OnlineSmoothBoost#

class capymoa.classifier.OnlineSmoothBoost[source]#

Bases: MOAClassifier

Online Smooth Boost.

Online Smooth Boost [1] is a ensemble classifier. Incremental on-line boosting with Theoretical Justifications of Shang-Tse Chen.

>>> from capymoa.classifier import OnlineSmoothBoost
>>> from capymoa.datasets import ElectricityTiny
>>> from capymoa.evaluation import prequential_evaluation
>>>
>>> stream = ElectricityTiny()
>>> classifier = OnlineSmoothBoost(stream.get_schema())
>>> results = prequential_evaluation(stream, classifier, max_instances=1000)
>>> print(f"{results['cumulative'].accuracy():.1f}")
87.8
__init__(
schema: Schema | None = None,
random_seed: int = 0,
base_learner='trees.HoeffdingTree',
boosting_iterations: int = 100,
gamma=0.1,
)[source]#

OnlineSmoothBoost Classifier

Parameters:
  • schema – The schema of the stream.

  • random_seed – The random seed passed to the MOA learner.
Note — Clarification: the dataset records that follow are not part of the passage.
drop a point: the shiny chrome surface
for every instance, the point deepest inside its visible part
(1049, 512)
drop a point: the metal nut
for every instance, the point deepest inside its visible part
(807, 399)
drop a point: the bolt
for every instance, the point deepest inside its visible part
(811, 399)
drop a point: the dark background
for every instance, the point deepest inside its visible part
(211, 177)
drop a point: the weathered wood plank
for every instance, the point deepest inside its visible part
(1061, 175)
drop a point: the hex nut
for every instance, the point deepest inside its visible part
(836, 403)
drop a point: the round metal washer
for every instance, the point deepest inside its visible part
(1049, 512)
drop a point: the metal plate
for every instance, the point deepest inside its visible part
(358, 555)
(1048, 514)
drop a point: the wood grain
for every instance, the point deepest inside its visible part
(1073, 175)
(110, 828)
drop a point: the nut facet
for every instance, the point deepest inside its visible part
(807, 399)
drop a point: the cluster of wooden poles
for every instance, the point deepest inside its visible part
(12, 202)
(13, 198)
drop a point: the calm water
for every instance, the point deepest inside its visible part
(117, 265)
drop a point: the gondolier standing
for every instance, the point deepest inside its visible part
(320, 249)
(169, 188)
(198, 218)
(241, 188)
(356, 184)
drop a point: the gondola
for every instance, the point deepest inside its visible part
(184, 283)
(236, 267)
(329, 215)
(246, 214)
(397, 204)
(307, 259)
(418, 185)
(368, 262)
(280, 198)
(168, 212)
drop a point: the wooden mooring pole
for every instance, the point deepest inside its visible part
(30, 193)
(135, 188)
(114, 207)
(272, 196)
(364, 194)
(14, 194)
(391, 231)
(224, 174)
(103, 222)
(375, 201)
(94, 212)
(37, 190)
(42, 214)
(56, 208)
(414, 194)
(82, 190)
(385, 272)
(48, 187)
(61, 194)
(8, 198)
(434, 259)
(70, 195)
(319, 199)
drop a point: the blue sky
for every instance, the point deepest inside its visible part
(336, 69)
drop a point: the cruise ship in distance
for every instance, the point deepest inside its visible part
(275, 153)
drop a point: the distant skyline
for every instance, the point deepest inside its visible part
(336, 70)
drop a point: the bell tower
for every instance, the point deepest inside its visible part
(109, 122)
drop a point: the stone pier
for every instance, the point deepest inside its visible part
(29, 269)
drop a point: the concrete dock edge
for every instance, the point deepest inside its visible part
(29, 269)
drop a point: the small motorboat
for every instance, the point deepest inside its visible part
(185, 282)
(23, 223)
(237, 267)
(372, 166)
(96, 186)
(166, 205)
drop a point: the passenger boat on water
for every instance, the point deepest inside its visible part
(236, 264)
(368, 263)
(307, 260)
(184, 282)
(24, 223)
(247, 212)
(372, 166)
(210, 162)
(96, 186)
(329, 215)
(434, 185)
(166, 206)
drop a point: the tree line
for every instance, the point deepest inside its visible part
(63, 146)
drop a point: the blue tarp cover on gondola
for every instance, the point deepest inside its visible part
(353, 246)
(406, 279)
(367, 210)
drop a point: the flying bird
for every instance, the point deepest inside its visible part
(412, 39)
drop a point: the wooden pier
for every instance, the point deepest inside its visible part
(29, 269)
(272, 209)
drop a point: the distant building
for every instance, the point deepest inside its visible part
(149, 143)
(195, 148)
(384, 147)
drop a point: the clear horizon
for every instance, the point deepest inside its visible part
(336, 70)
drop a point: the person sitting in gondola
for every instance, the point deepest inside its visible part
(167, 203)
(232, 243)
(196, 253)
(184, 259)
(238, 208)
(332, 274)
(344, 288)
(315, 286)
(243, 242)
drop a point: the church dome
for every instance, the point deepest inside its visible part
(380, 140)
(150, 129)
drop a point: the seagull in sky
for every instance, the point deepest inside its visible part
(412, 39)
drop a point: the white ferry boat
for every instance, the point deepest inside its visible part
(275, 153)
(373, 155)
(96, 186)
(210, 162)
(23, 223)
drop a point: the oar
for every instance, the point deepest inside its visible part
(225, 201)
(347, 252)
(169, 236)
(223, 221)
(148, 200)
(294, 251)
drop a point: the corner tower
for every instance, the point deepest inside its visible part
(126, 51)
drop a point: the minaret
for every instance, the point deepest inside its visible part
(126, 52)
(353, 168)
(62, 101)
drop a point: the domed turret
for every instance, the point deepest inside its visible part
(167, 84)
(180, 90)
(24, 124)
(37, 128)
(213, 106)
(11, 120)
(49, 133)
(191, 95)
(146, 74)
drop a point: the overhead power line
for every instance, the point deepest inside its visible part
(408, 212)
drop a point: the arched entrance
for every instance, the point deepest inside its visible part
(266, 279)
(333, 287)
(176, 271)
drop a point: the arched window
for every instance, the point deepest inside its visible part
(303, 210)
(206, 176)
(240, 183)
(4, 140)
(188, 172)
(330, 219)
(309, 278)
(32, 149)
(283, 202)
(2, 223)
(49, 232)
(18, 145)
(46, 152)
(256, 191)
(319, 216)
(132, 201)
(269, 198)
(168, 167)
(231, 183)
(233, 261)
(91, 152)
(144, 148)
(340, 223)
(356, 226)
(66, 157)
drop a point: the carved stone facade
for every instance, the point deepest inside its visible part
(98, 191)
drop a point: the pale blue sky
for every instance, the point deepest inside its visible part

  • base_learner – The base learner to be trained. Default trees.HoeffdingTree.

  • boosting_iterations – The number of boosting iterations (ensemble size).

  • gamma – The value of the gamma parameter.

cli_help()[source]#
predict(instance)[source]#

Predict the label of an instance.

The base implementation calls predict_proba() and returns the label with the highest probability.

Parameters:

instance – The instance to predict the label for.

Returns:

The predicted label or None if the classifier is unable to make a prediction.

predict_proba(instance)[source]#

Return probability estimates for each label.

Parameters:

instance – The instance to estimate the probabilities for.

Returns:

An array of probabilities for each label or None if the classifier is unable to make a prediction.

train(instance)[source]#

Train the classifier with a labeled instance.

Parameters:

instance – The labeled instance to train the classifier with.

random_seed: int#

The random seed for reproducibility.

When implementing a classifier ensure random number generators are seeded.

schema: Schema#

The schema representing the instances.